The invention of integrated circuits (ICs) in the 1960s and the subsequent microelectronics revolution fundamentally altered every aspect of modern technology, ranging from communication to computation and healthcare. Through the last few decades, continued miniaturization of such ICs has led to rapid improvements of device functionalities as well as exponentially reducing cost, thus making these technologies more accessible to everyone. This aggressive scaling has however, pushed device features towards sub-100 nanometer regimes, challenging conventional fabrication techniques. Semiconductor nanostructures can circumvent these challenges and enable further scaling for advanced logic and memory devices. Additionally, such nanostructures exhibit electronic and optical properties, that are of tremendous interest for alternative computing architectures such as quantum computing and photonic circuits, or to build power efficient and ultrafast platforms through low-energy and spin-based devices. Fabricating such nanostructures is not trivial but can be achieved through both “top-down” and “bottom-up” approaches. Top-down approaches, which are commonly followed in the semiconductor industry typically start with a bulk material and fabricate nanostructures through various etching steps. Although this technique is scalable and has been extremely successful in building modern ICs, the damage induced from etching can prove detrimental to the performance of low-dimensional systems. Bottom-up techniques generally refer to growing the nanostructures in an additive method in pre-defined positions on a wafer. Bottom-up approaches have the inherent advantage of exhibiting less defects, due to the elimination of etching steps and can be combined with in-situ patterning to build novel hybrid devices. However, these techniques are simultaneously more challenging to integrate and scale up reliably. For optimal performance of such nanostructures, it is critical to have precise control over their chemical composition, geometries, and material qualities. In this thesis, we will explore both bottom-up and top-down approaches, to achieve such defect-free scalable nanostructures in the context of low-power electronics and quantum computing.

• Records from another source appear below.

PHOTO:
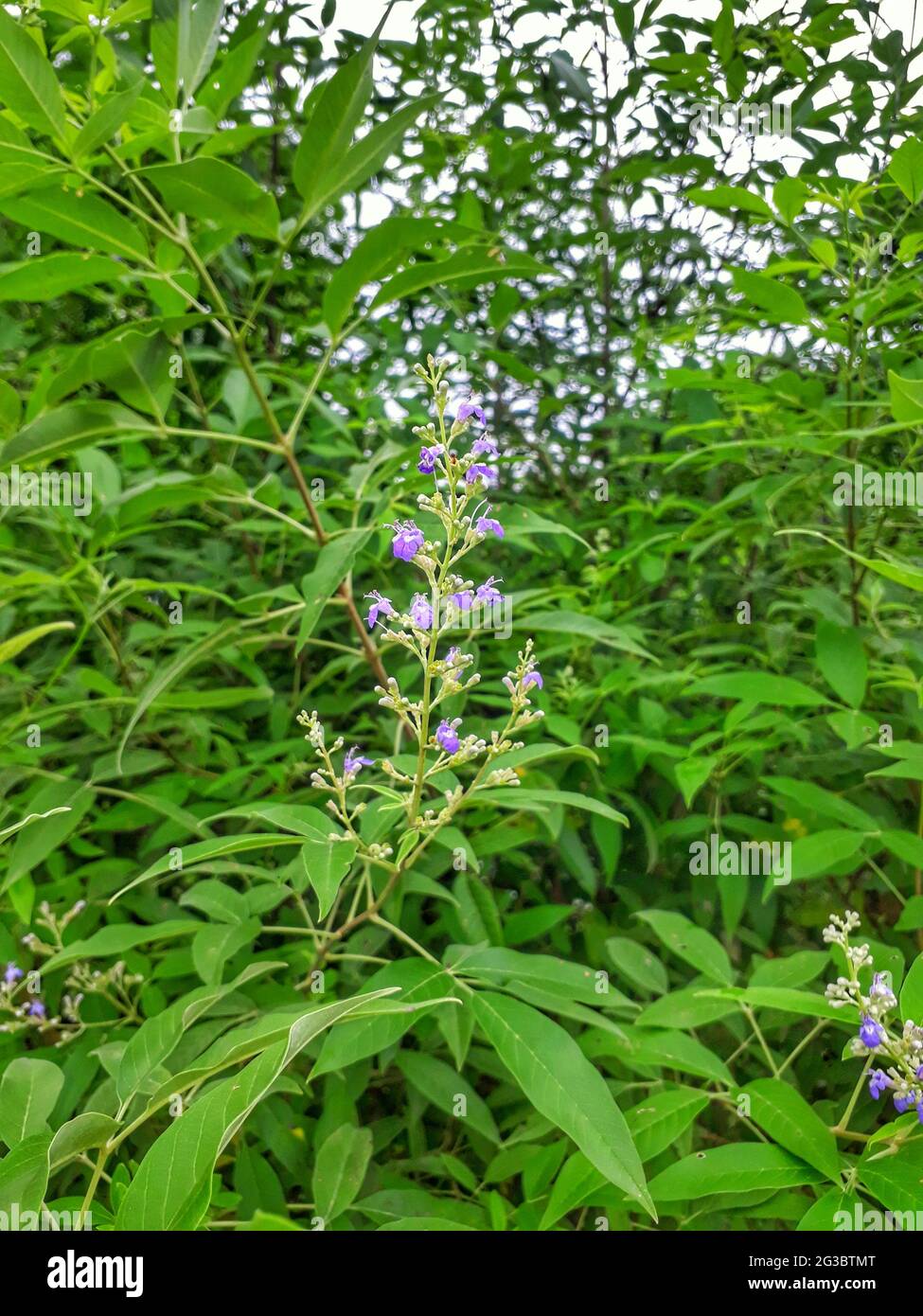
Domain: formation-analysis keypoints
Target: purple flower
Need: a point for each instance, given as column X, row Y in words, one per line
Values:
column 469, row 409
column 879, row 986
column 879, row 1080
column 488, row 593
column 485, row 446
column 871, row 1033
column 478, row 471
column 421, row 614
column 380, row 606
column 354, row 761
column 407, row 540
column 427, row 463
column 486, row 524
column 451, row 660
column 448, row 738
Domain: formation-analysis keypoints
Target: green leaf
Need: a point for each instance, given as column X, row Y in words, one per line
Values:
column 522, row 796
column 912, row 992
column 43, row 277
column 737, row 1167
column 562, row 978
column 151, row 1043
column 326, row 864
column 475, row 266
column 83, row 220
column 168, row 1190
column 818, row 854
column 906, row 169
column 215, row 945
column 117, row 938
column 105, row 121
column 784, row 1113
column 27, row 84
column 906, row 399
column 378, row 254
column 326, row 138
column 659, row 1121
column 212, row 189
column 16, row 644
column 637, row 964
column 354, row 169
column 418, row 984
column 339, row 1171
column 83, row 1132
column 70, row 428
column 896, row 1181
column 24, row 1174
column 758, row 687
column 778, row 303
column 726, row 198
column 202, row 850
column 690, row 942
column 334, row 560
column 565, row 1087
column 29, row 1090
column 789, row 999
column 647, row 1048
column 70, row 802
column 842, row 661
column 441, row 1086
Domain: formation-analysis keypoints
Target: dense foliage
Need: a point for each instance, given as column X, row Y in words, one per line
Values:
column 293, row 321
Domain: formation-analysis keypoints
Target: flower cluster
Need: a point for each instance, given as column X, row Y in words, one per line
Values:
column 898, row 1046
column 20, row 988
column 461, row 479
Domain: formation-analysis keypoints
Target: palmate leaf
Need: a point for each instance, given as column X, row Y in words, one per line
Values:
column 737, row 1167
column 27, row 84
column 219, row 192
column 565, row 1087
column 168, row 1190
column 84, row 220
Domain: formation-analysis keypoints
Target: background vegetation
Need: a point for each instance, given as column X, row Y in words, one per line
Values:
column 228, row 235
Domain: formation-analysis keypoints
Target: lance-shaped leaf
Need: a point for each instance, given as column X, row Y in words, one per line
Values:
column 565, row 1087
column 168, row 1190
column 27, row 84
column 212, row 189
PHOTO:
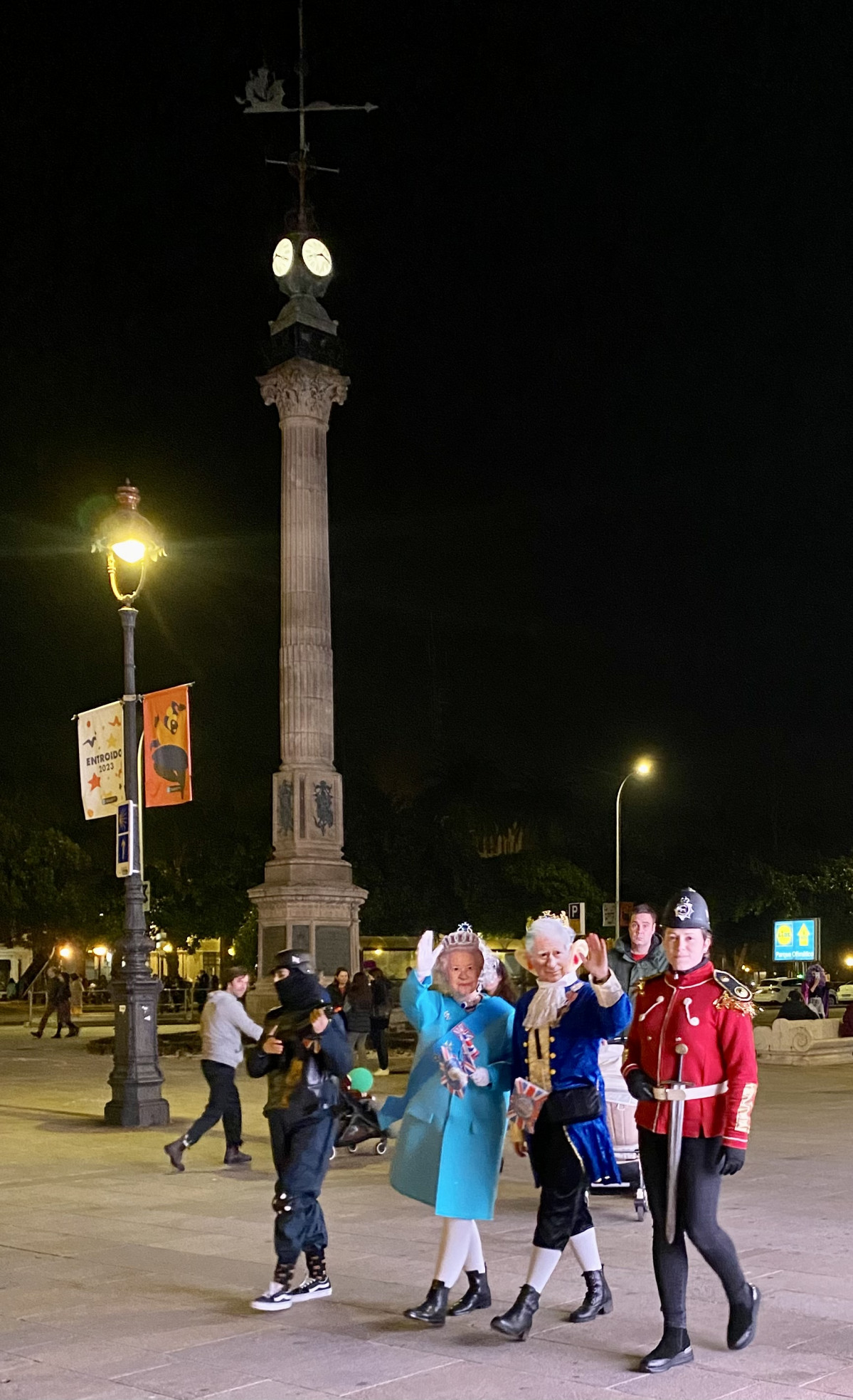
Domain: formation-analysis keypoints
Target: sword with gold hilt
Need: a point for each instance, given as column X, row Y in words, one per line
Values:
column 674, row 1135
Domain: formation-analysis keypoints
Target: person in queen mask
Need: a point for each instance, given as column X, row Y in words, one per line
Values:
column 453, row 1109
column 558, row 1106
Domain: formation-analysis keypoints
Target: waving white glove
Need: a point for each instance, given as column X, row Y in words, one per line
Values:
column 425, row 957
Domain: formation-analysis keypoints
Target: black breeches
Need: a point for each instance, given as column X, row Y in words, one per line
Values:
column 301, row 1152
column 696, row 1217
column 224, row 1102
column 563, row 1210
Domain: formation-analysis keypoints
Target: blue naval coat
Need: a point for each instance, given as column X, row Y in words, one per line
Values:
column 572, row 1049
column 449, row 1148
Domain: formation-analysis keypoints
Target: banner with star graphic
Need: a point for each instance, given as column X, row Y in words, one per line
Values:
column 101, row 747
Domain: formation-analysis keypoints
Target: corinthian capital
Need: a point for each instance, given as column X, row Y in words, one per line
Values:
column 304, row 389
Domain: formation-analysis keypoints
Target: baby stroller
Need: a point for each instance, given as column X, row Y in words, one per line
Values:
column 357, row 1122
column 622, row 1129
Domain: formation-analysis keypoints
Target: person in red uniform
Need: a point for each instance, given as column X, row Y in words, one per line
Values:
column 711, row 1013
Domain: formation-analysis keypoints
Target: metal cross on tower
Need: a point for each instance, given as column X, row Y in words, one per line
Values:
column 265, row 93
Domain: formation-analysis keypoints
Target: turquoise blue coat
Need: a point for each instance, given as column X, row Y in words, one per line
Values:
column 449, row 1148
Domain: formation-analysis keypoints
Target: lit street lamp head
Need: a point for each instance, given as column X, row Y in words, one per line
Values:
column 124, row 534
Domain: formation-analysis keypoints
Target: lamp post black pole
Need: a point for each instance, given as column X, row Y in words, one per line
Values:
column 136, row 1075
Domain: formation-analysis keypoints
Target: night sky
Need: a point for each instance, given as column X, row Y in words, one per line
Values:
column 590, row 492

For bottom-up approaches, we investigate two templated epitaxial growth techniques: confined epitaxial lateral overgrowth (CELO) to grow III-V lateral heterostructures and selective area growth (SAG) to grow in-plane III-V nanowires coupled to superconductors. We first discuss the inherent advantages of CELO to fabricate low-power tunneling devices. Next, we explore the use of growth conditions to reduce defects, engineer facets and improve the material qualities and morphologies in CELO nanostructures. Using this, we demonstrate high-quality lateral III-V quantum wells for heterojunction tunnel transistors. For in-plane selective area growths, we investigate the effect of fundamental parameters such as growth temperature, cooldown processes and nanowire orientation and geometries on the nucleation of highly lattice mismatched heterostructures (indium arsenide on indium phosphide). These nanowires can lead to the fabrication of scalable systems with enhanced electrical and optical properties. We also develop in-situ shadowing techniques to create patterned heterostructures of dissimilar materials with pristine disorder-free interfaces. Subsequently, we use this to demonstrate superconductor-semiconductor hybrid nanowire networks for probing low-temperature effects in topologically non-trivial systems.
In the last part of this dissertation, we will shift our focus to top-down techniques for defining aluminum/silicon/aluminum trilayer nanostructures with extreme aspect ratios. Such nanostructures can reduce footprint and enable scaling up of Josephson-junction based superconducting qubit systems.
In conclusion, using both bottom-up and top-down techniques we combine advanced fabrication and epitaxial growth to achieve defect-free III-V scalable nanostructures with disorder-free interfaces. In the future, these nanostructures will enable the scalable fabrication of next-generation efficient computing platforms.